Now that we spend so much of our days on Zoom, I think we can all be adult enough to admit: We’ve all side-chatted, saying one thing to the camera, and another on the side. Maybe it was a joke over Gchat at a coworker’s expense. Maybe it was just multitasking some emails. Maybe it was entering a password into another site.
It’s a relatively innocuous behavior, but it could come back to bite us. Researchers from the University of Texas at San Antonio and the University of Oklahoma have demonstrated something terrifying: They can read what people are typing during video calls on Zoom, Skype, and Google Hangouts with up to 93% accuracy. What are they analyzing to do so? Not your hands, but your shoulders.
“From a high-level perspective, this is a concern, which obviously has been overlooked for a while,” says University of Texas assistant professor of computer science Murtuza Jadliwala, who led the research, examining what could happen if your video meeting were hacked. “And actually, to be really frank, we didn’t start this work for COVID-19. This took a year. . . . But we started realizing in COVID-19, when everything [is in video chat], the importance of such an attack is amplified.”
As Jadliwala explains, the core problem is that our face-to-face video streams are presented in high fidelity, and their pixels convey more information than we realize. Without using any special machine learning or artificial intelligence techniques, Jadliwala’s team figured out how to read the subtle pixel shifts around someone’s shoulders to make out their basic cardinal movements: north, south, east, and west.

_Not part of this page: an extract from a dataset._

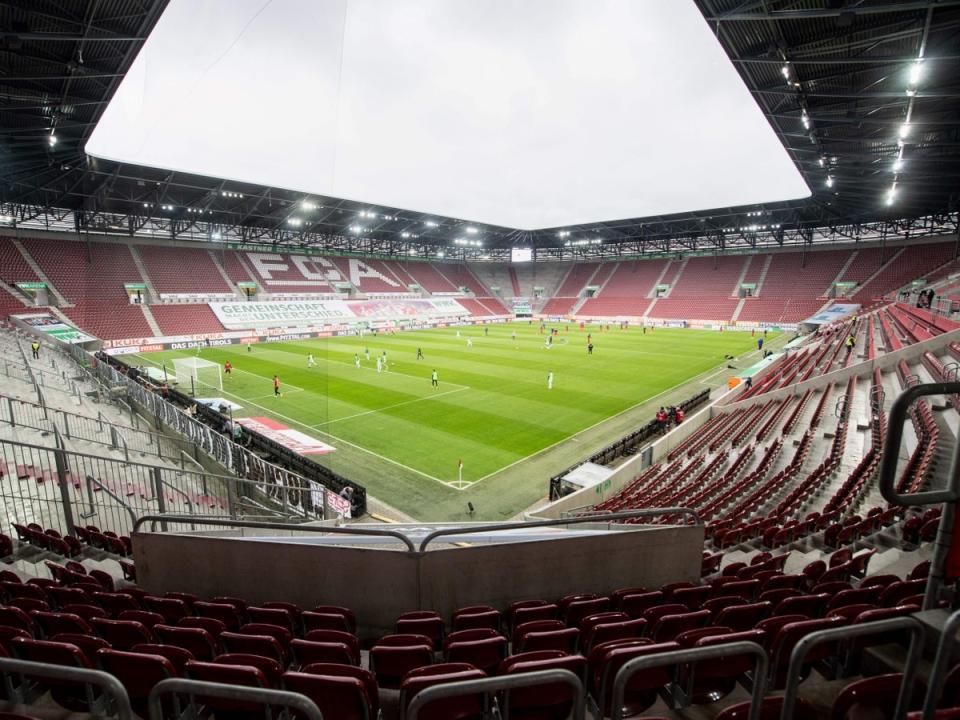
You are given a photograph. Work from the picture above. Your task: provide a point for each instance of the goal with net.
(197, 374)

Applied to a keyboard, these four directions actually mean a lot. If you are typing “cat,” you start with the C, move west to the A, then back east to the T. Once researchers figured out how to read these directions through shoulder movements, they were able to create software that could cross-reference them with what they call “word profiles” built with an English dictionary, which turned the maze of directions into meaningful words.The way a hack of this type would work is pretty simple. Anyone with access to your video feed could record it—whether that’s a nefarious stranger who broke into your feed, or someone you know who is part of your meeting. Then they would send that recorded video feed through software, which would analyze when you were typing, and what that typing contains.
In a lab setting, with a certain chair, keyboard, and webcam—while testing a limited pool of words—the average accuracy of the software was 75%. When the team tested subjects working from home in uncontrolled setups (they were asked to visit any websites, write emails, and enter their passwords), accuracy dropped significantly. The team was able to reverse-engineer 66% of the websites visited, but only 21% of random English words, and about 18% of the passwords typed. The reason for this diminished accuracy was that the model makes inferences based on the context of sentences, so it has a tougher time with random words. Passwords, meanwhile, often aren’t in the dictionary at all, so it’s harder for the software to figure them out simply by cross-referencing the English language. Accuracy dropping outside a lab setting were less about lighting or camera quality than some intricacies of the software itself.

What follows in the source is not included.